Perhaps a hierarchical log-linear model would work. Picture your data as a 2 x 10 x 2 array: the first dimension is agree/disagree; the second dimension contains the questions and the third dimension indexes the two groups. You fit a series of models until you get one that fits. Thus
- condition on the margins only. This assumes independence throughout. In R, the call would be loglin(x, list(1,2,3)).
- Condition on the margins and the relationship between answer and questions. loglin(x, list(c(1,2),3). This allows relationships between the questions and allows for different numbers in the two groups.
- Then fit the full model, loglin(x, list(c(1,2,3)).
If the two groups behave the same way, then model 2 would be non-significant. If not, then not -- and you would need model 3, which implies that the groups differ.

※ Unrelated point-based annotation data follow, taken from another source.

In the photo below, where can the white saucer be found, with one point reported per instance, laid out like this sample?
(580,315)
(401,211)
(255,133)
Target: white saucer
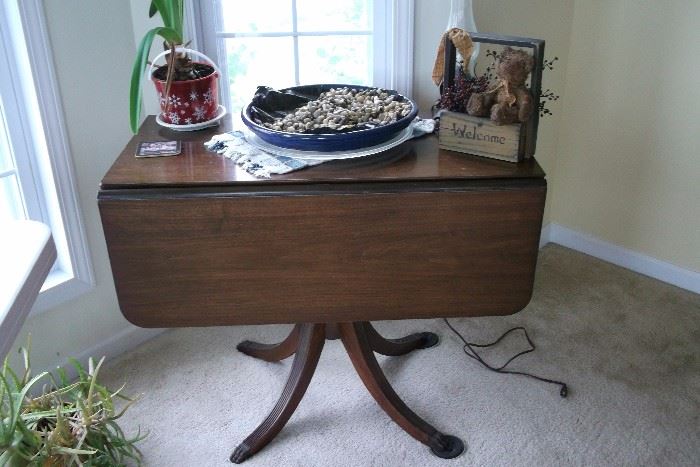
(220,112)
(399,138)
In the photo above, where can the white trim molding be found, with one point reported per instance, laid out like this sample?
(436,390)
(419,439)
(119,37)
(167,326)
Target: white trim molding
(620,256)
(72,274)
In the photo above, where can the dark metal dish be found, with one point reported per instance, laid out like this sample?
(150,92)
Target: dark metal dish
(280,103)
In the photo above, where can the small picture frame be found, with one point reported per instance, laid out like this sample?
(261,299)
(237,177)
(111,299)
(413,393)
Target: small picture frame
(158,148)
(478,135)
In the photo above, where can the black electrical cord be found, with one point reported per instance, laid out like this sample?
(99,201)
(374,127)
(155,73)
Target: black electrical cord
(471,353)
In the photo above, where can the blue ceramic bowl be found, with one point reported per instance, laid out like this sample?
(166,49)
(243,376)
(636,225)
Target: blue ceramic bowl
(330,142)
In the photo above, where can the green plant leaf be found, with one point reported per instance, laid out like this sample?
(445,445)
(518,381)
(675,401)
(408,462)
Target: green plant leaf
(137,74)
(152,10)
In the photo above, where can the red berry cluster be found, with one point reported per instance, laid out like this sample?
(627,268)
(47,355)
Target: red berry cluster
(455,97)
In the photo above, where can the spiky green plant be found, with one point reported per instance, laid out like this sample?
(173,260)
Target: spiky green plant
(172,14)
(69,424)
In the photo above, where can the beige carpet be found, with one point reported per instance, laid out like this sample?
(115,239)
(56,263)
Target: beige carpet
(627,345)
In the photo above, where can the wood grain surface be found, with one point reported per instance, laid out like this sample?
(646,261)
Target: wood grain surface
(419,160)
(224,260)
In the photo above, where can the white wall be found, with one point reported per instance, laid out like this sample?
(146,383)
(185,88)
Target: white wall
(93,49)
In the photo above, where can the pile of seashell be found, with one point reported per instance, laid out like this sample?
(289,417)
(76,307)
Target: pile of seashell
(344,108)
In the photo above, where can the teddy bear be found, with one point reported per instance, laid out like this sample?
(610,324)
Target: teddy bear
(510,101)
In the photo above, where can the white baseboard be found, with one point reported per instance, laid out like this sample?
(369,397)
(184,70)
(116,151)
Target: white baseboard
(132,336)
(119,343)
(620,256)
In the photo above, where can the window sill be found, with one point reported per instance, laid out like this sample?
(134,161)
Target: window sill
(59,287)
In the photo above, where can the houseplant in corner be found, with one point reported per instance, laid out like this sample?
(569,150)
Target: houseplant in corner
(70,423)
(187,90)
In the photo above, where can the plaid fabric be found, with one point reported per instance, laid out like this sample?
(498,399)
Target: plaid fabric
(262,164)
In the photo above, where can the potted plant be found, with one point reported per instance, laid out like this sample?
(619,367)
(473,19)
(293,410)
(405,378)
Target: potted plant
(67,424)
(187,89)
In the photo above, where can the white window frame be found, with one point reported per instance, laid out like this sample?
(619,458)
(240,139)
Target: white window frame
(393,63)
(40,146)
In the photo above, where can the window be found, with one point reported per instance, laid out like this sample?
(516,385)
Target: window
(36,177)
(282,43)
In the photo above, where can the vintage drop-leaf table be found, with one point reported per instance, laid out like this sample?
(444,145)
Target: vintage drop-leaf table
(415,232)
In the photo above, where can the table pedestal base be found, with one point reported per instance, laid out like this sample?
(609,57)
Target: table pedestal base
(361,340)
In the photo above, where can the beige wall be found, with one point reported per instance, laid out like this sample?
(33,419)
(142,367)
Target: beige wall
(625,166)
(93,49)
(542,19)
(628,162)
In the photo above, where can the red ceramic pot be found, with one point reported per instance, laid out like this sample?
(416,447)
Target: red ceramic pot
(189,102)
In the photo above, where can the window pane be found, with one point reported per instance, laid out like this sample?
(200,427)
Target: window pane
(335,59)
(336,15)
(257,16)
(11,207)
(258,61)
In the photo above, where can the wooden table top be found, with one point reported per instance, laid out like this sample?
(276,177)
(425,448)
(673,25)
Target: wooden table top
(416,160)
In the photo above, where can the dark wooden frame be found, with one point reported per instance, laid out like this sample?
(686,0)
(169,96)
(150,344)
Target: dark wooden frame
(537,46)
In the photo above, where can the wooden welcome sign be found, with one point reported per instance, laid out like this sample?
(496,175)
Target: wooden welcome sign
(476,135)
(480,136)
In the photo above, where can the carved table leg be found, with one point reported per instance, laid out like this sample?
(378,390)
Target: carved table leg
(311,340)
(272,352)
(356,339)
(401,346)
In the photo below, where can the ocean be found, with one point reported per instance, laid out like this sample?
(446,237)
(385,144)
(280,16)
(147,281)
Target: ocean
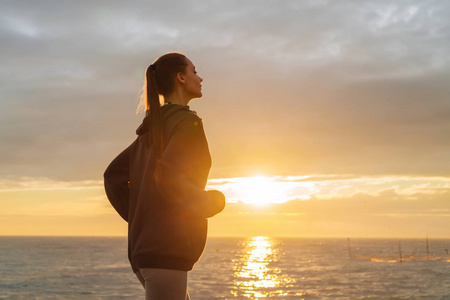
(232,268)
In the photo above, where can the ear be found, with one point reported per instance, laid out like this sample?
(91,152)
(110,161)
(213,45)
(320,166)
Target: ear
(180,77)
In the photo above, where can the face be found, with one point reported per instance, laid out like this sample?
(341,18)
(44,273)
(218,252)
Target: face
(193,82)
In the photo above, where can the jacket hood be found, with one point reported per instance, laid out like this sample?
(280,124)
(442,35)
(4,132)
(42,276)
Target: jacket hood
(166,111)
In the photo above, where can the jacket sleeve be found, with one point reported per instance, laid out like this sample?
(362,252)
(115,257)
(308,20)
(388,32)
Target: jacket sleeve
(175,165)
(116,180)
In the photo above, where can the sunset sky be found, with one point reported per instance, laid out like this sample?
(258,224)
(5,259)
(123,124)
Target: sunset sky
(324,118)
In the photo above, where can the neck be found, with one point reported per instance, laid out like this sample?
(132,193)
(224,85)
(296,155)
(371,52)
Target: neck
(177,98)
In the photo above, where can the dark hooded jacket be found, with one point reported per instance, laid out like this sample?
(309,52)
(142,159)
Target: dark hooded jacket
(164,200)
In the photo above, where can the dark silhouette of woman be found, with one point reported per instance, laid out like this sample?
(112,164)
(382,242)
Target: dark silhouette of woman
(158,183)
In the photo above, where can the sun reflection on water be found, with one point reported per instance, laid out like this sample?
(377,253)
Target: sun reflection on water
(254,277)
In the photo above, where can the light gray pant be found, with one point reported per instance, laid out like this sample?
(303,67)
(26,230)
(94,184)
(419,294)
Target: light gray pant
(164,284)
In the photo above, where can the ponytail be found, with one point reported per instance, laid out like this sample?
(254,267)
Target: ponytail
(154,110)
(159,80)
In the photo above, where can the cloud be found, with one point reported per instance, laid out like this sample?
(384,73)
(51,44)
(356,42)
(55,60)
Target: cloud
(295,88)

This does not account for the fact the questions are nested in subjects, as noted by @Aniko, but the log-linear model accepts the pattern of responses it gets and attempts to model it across both groups. If there are clear differences between the groups with respect to how they respond, this test should pick them up.
Another possibility would be to write down the likelihood under the null hypothesis of no difference between groups and the alternate. Then do a likelihood ratio test. If you are prepared to ignore correlations between questions, the likelihood would be that of a multinomial distribution.
If you are concerned about correlations between the questions, you might want to go for a latent variable model with categorical predictors and look at the difference between the groups using a SEM analysis. You would want a lot of data for this and a plausible reason for a latent variable model.